I still lived in Australia on 9/11. It was about 11PM, and I was at a party with some college friends in Sydney, drinking and having a good time. Suddenly someone rushed into the room with a phone, yelling for us to turn on the television. One of our friends whose parents were diplomats of some kind had alerted him to the news. The party turned immediately into a news gathering collective, with everyone monitoring every type of media available, and some of us on the phone to people in the know. I bolted to the nearest computer with an internet connection and opened ICQ. My best online buddy, who went by the handle Leviathant, lived in York, Pennsylvania, and was available to chat. It was incredibly surreal: because of the satellite delay on the television broadcast, I would get news reports from him on ICQ before they showed up on our TV set. “Oh my god, the tower collapsed,” I yelled out, and everyone crowded around the television to watch it happen a few seconds later. I feel like this went on for hours, but I can’t be sure; it was all a bit of a blur. At some point, I expressed concern for Leviathant, but he was sure he was safe in rural Pennsylvania. Then, of course, we found out about Flight 93. It was terrifying. Much later in the evening, I sat in front of the TV with everyone else in the house, in shock, and I remember crying because I suddenly realized there’d be a war. Right from the beginning I was deeply frightened – not of the terrorists so much, but of how we would react, and how our culture would change in response. The next few days were full of contrasts. I felt and saw such genuine comradeship, a coming-together of humankind. I also witnessed some of the most vile racist polemic, always just under the surface in Australia, bubble up to the surface and exist proudly out in the open.
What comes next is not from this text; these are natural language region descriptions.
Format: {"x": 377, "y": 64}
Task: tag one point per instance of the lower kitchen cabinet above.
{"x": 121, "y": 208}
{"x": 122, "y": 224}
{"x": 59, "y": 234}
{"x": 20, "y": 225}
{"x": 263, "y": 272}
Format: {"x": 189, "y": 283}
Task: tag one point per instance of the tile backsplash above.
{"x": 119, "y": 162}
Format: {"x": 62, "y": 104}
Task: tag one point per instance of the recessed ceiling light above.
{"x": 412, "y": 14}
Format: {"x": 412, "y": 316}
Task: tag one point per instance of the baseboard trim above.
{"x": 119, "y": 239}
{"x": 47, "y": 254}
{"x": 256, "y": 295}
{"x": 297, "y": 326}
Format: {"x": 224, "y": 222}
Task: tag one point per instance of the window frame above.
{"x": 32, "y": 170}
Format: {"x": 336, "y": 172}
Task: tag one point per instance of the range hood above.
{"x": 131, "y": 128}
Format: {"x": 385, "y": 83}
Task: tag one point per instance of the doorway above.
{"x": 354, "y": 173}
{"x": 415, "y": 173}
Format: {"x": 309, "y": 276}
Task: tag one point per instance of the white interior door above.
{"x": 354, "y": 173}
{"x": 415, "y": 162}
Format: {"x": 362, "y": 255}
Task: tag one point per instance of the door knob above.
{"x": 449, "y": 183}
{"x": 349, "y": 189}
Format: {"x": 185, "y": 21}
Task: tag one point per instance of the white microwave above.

Five months later, I traveled to New York City and saw Ground Zero with my own eyes. I remember the weight, and the muffled silence. Laughter and speech seemed like a desecration.
The next week, I traveled to Pennsylvania to meet Leviathant, a.k.a. Matt, and the next year, we were married. 9/11 wasn’t directly responsible, of course. But the tragedy seems somehow integral to our early relationship. Maybe in some way it proved to me how much I care about someone, and how short life is.